Next, we wrote a function to loop through the images in a dataset, size specified by input parameter sample_size, and for each image, extract all 4 properties. Then, we take the average and standard deviation across all of the images.

import os
import numpy as np

# Return averaged image statistics in a dictionary
def get_average_image_stats(dataset_path, sample_size):
  # Initialize
  rgb_arr = []
  contrast_arr = []
  brightness_arr = []
  entropy_arr = []

  # Loop through files in directory
  filenames = os.listdir(dataset_path)
  for i in tqdm(range(sample_size)):
    filename = filenames[i]
    f = os.path.join(dataset_path, filename)
    # Check that it's a file
    if os.path.isfile(f):
      # Get image data
      rgb = get_rgb(f)
      contrast = get_contrast(f)
      brightness = get_brightness(f)
      entropy = get_entropy(f)
      # Append to arrays
      rgb_arr.append(rgb)
      contrast_arr.append(contrast)
      brightness_arr.append(brightness)
      entropy_arr.append(entropy)
  # Convert arrays to numpy
  rgb_arr = np.array(rgb_arr)
  contrast_arr = np.array(contrast_arr)
  brightness_arr = np.array(brightness_arr)
  entropy_arr = np.array(entropy_arr)
  # Average out all stats using numpy
  rgb_arr_mean = np.mean(rgb_arr, axis=0)
  contrast_mean = np.mean(contrast_arr)
  brightness_mean = np.mean(brightness_arr)
  entropy_mean = np.mean(entropy_arr)
  # Standard Deviation
  rgb_arr_std = np.std(rgb_arr, axis=0)
  contrast_std = np.std(contrast_arr)
  brightness_std = np.std(brightness_arr)
  entropy_std = np.std(entropy_arr)
  # Prepare and return result
  result = {}
  result['Average RGB'] = rgb_arr_mean
  result['Average Contrast'] = contrast_mean
  result['Average Brightness'] = brightness_mean
  result['Average Entropy'] = entropy_mean
  result['STD RGB'] = rgb_arr_std
  result['STD Contrast'] = contrast_std
  result['STD Brightness'] = brightness_std
  result['STD Entropy'] = entropy_std
  return result

For our dataset analysis, we set the sample_size to be 1000.
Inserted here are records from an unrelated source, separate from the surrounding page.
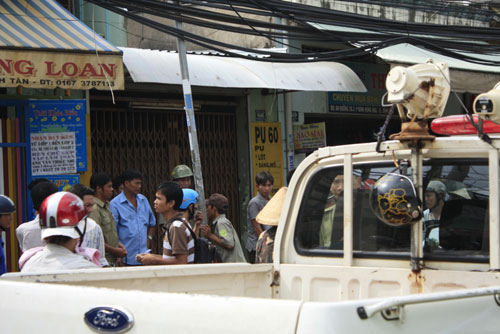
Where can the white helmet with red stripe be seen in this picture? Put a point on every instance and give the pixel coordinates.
(62, 213)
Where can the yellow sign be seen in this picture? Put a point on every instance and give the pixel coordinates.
(37, 69)
(267, 151)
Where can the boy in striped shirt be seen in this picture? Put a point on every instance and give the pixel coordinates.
(178, 244)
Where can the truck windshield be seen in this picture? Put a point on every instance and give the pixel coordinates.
(455, 213)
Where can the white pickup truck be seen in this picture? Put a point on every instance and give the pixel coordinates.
(368, 279)
(356, 274)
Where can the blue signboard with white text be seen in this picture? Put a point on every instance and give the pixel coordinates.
(57, 137)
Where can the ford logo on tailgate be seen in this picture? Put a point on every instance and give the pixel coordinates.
(109, 319)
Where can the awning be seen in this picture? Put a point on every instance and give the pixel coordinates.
(42, 45)
(162, 67)
(464, 76)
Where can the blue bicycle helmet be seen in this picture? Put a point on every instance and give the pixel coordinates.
(189, 196)
(6, 205)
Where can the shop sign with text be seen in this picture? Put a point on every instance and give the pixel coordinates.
(373, 77)
(36, 69)
(267, 151)
(58, 137)
(309, 137)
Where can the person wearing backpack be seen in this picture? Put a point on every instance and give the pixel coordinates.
(221, 232)
(179, 242)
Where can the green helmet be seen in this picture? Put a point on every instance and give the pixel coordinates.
(181, 171)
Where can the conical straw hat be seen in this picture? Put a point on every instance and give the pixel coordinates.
(270, 214)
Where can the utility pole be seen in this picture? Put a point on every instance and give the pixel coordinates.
(191, 124)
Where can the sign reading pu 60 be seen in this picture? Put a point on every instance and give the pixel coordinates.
(267, 151)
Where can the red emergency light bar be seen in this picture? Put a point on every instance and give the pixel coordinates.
(460, 125)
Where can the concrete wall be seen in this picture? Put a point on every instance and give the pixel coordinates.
(140, 36)
(398, 14)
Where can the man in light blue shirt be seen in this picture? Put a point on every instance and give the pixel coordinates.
(133, 216)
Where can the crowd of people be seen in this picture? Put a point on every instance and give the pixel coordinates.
(111, 224)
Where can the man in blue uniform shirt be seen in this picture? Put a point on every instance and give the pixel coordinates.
(6, 209)
(133, 216)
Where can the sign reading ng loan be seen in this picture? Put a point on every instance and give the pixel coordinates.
(267, 151)
(36, 69)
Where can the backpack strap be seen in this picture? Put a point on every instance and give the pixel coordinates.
(181, 218)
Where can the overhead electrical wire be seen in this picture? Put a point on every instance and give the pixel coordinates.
(316, 24)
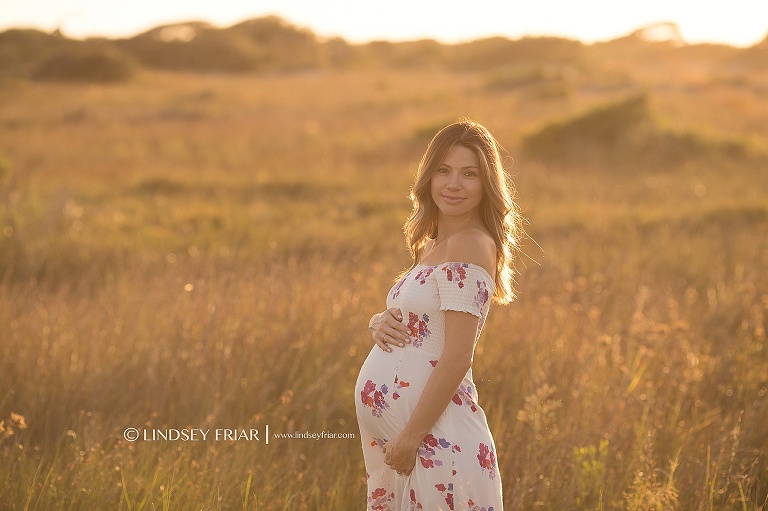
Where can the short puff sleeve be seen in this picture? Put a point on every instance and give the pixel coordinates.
(464, 287)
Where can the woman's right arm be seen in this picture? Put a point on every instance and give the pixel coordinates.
(387, 328)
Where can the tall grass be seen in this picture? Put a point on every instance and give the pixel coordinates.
(205, 251)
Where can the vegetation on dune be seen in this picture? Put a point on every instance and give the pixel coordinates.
(628, 134)
(272, 45)
(204, 251)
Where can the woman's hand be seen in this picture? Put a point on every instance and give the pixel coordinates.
(400, 454)
(387, 328)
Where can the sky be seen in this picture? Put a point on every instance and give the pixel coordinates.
(736, 22)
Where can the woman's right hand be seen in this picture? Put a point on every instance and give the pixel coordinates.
(387, 328)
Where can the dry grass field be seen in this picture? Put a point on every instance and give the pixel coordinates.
(204, 251)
4.5 Results: Dataset Analysis Results & Interpretation

For both Fake and Real images, we compare both the mean and standard deviation of the image properties across all three datasets.

Dataset Fake

Mean
Dataset RGB Contrast Brightness Entropy
Dataset 1 [121.207, 97.160, 85.910] 20.787 103.073 7.406
Dataset 2 [92.016, 73.192, 61.838] 16.079 77.517 6.856
Dataset 3 [131.398, 107.393, 95.647] 24.438 113.237 7.558
Standard Deviation
Dataset RGB Contrast Brightness Entropy
Dataset 1 [34.535, 33.427, 34.483] 8.539 32.701 0.443
Dataset 2 [33.378, 27.867, 28.753] 6.627 29.327 0.688
Dataset 3 [29.974, 28.137, 30.072] 9.295 27.850 0.287


Comparing the means, we see that all the values from Dataset 1 are consisently in between the values from Dataset 2 and Dataset 3. Dataset 2 tends to have consistently lower values while Dataset 3 tends to have consisently higher values across all properties. Comparing the standard deviations, we see that values from Dataset 1 are between values from Dataset 2 and Dataset 3, for contrast and entropy. However, the RGB variance is higher in Dataset 1 than the other 2 datasets so we know that the images in Dataset 1 vary in color more than the images from Dataset 2 and 3. In addition, the standard deviation for brightness in Dataset 1 is higher than both values from Dataset 2 and Dataset 3. Since the standard deviation for brightness is higher, we know that the Fake images in Dataset 1 have higher variance and is more spread out so there are more images with varying brightness and RGB colors than the Fake images in Dataset 2 and Dataset 3.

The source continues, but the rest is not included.